The organization is currently reaching out to over 5,000 families of widows and orphans in 57 communities. They do this through various activities such as education, shelter, health care and counseling.
They also train widows to tailor and make handicrafts and promote agricultural projects on the plots of land they organization has acquired.
It’s through these projects that widows and orphans have become self-reliant.
With its main offices in Kigali, the organization has centers in Nyanza, Kabuga and Nyamata that are accessible to rural Rwandans.
The Gumm’s were invited by a friend who had enjoyed working with widows and orphans in the organization. They were amazed by the success of different communities of widows and orphans and were intrigued to be part of this progress.
“In 2009 we were told to support a new community allocated to us by Solace Ministries. The widow and orphans in this community had no hope and help so we were asked to partner with them and make them self-reliant,” Carol said.
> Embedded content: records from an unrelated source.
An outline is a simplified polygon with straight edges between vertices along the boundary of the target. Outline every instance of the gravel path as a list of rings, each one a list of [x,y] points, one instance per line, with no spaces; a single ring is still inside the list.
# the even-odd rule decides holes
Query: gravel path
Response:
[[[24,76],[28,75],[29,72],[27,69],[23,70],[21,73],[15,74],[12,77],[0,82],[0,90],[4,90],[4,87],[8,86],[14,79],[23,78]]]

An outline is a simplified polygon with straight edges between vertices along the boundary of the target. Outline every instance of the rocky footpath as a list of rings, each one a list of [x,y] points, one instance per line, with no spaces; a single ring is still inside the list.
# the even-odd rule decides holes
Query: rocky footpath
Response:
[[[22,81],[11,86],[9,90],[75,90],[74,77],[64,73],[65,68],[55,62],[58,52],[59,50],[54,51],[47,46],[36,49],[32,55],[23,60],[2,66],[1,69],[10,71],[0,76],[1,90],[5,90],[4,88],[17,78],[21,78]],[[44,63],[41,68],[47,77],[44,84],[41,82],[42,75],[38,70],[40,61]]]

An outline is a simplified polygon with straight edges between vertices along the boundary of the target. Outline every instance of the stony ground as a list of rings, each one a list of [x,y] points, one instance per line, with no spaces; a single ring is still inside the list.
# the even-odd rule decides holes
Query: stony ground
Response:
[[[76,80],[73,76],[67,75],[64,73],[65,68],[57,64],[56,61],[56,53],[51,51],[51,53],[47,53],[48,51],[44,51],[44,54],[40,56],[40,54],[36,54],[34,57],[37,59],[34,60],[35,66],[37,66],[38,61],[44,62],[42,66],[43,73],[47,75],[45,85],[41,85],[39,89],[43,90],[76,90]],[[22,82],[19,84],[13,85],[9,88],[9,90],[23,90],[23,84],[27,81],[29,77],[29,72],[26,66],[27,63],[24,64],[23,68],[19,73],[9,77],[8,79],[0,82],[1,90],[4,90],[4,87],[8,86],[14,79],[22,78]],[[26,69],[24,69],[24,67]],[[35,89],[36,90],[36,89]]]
Since then, they have come to Rwanda twice a year in march and October, with a team from the charity organization, ‘Internal Benefits’.
“These teams raise funds from their communities in America especially those who can’t travel and then donate the money to Solace Ministries. For instance, recently in the community of Mugina in Muhanga District, cassava was cultivated on a three- hectare plot of land which in the long run generated some income,” Carol explains.
Besides growing crops, the communities also practice bee-keeping.
“When teams come here, they meet Rwandan people in the villages and they fall in love with them. They want to help but they can’t be here all the time so when they go back home, they look for ways to improve their own communities and because if Rwanda is doing it so well, they also try to reproduce it in their own communities,” said Gumm.
The Gumms are learning Kinyarwanda and consider Rwanda as their second home—they hope to acquire dual citizenship.
“Everytime we come to visit and meet the wonderful people of Rwanda who are very accepting and loving, we consider this our second home. We come frequently to help but it’s because we feel so comfortable and at home here. We thought it would be nice to have double citizenship,” Carol adds.
Gumm says they have encountered almost no challenges while in Rwanda.
She said: “We have not encountered any challenges so far; in fact, it’s safer to walk the streets of Rwanda than walking on the streets of our countries.
“We think that Rwanda is going to be the light of the African continent, that people will need to come to Rwanda to ask how they can live in such harmony,” she said.
According Emmanuel Twahirwa, the First Legal Representative of Solace Ministries, the Gumms are kind hearted and love helping.
“I have known the couple for the last three years and they are impressed about most things in Rwanda. Above all, they are thrilled with the peace they experience here and they never hide their desire to become Rwandans,” Twahirwa said.
Twahirwa further added that it’s the social nature of Rwandans that attracts several non-residents to stay in the country.